The ID advocates, we’re told, worry that Darwin “has become ‘Darwinism’—natural science transformed into dogmatic philosophy”. Of course ID proponents do object to Darwinism as a dogmatic philosophy. But then plenty of people who don’t support ID, including those who espouse evolution and creation, would likewise object, if by “dogmatic philosophy” one means a closed-minded adherence to a position, in the face of contrary evidence, or a materialistic presupposition that rejects the idea of God or any kind of divine purpose for human existence.
In fact, almost anyone who affirms the existence of a divine Creator—not just Fundamentalist Creationists or non-Fundamentalist ID advocates—would repudiate “Darwinism” so defined, although not necessarily evolution. Indeed, Cardinal Joseph Ratzinger himself, now Pope Benedict XVI, rejected precisely such a materialistic and atheistic denial of God at the same time he affirmed evolution in his book, In the Beginning. Likewise, the International Theological Commission of the Catholic Church, under the same Cardinal Ratzinger, in a document called Communion and Stewardship, published in 2004, held that evolution wasn’t per se incompatible with God as Creator.
Again, why single out ID proponents here, when many others also reject “Darwinism” as a “dogmatic philosophy”?
“The ID proponents have found intellectual allies in the highest reaches of the Catholic hierarchy,” writes Israely. “Christoph Cardinal Schönborn, the influential Archbishop of Vienna, wrote an opinion piece last year in the New York Times that was favorable to the theory of intelligent design”.

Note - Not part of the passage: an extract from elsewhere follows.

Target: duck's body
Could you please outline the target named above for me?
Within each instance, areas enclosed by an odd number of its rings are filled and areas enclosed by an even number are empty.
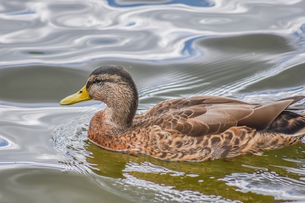
[[[163,160],[201,161],[260,154],[298,143],[305,134],[304,113],[285,110],[293,109],[289,106],[304,97],[263,104],[199,95],[164,101],[135,115],[138,97],[131,76],[122,67],[105,66],[61,104],[93,98],[107,105],[92,118],[88,129],[89,139],[103,148]]]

Let’s be clear: Cardinal Schönborn’s Times’ piece didn’t embrace ID, but it did espouse the idea that God created the cosmos, including life on this planet. Apparently, that a cardinal of the Catholic Church, someone “in the highest reaches of the Catholic hierarchy”, believes that human beings were created by God now amounts to an endorsement of the ID movement.
Then comes Jesuit Father Fessio, editor of Ignatius Press, publisher of most of the pope’s books in English, and, like Cardinal Schönborn, a former Ratzinger student. Father Fessio, the author declares, “did his best to downplay the significance of the meeting” during an interview with Israely. Translation: Father Fessio refused to play the media hype game.
“This is not a gathering of experts on evolution and creation called in to advise the Holy Father,” he said. “This is just a former professor having an informal gathering with his old students.” As it has been for the decades Ratzinger has been holding the gatherings.
“Fessio does not deny that evolution may be a top papal priority,” Israely writes. His evidence? Father Fessio’s comments: “These are the fundamental questions of any human being who becomes aware of himself. Where did I come from? Where I am going? What is the meaning of life — mine and in general?”
Does asking those questions and not accepting atheism’s or materialism’s answers make you an ID proponent? Apparently according to Israely. He quotes a lecture by Cardinal Schönborn, given last week in Italy, in which the cardinal condemned scientism—the philosophical presupposition that science and only science has the answers. Concludes Israely, “And so like the Pope himself, Schönborn is an ally of the ID battle, as much as for his theological firepower as for his institutional muscle.”
But Schönborn, we’re told, goes beyond the pope in criticizing scientism and, thus in the end, jibs Israely, “Maybe, after all, we could at least call this the Cardinal vs. Darwin”.
You, O reader, decide whether Time's article inclines in the dishonest or just plain dumb direction.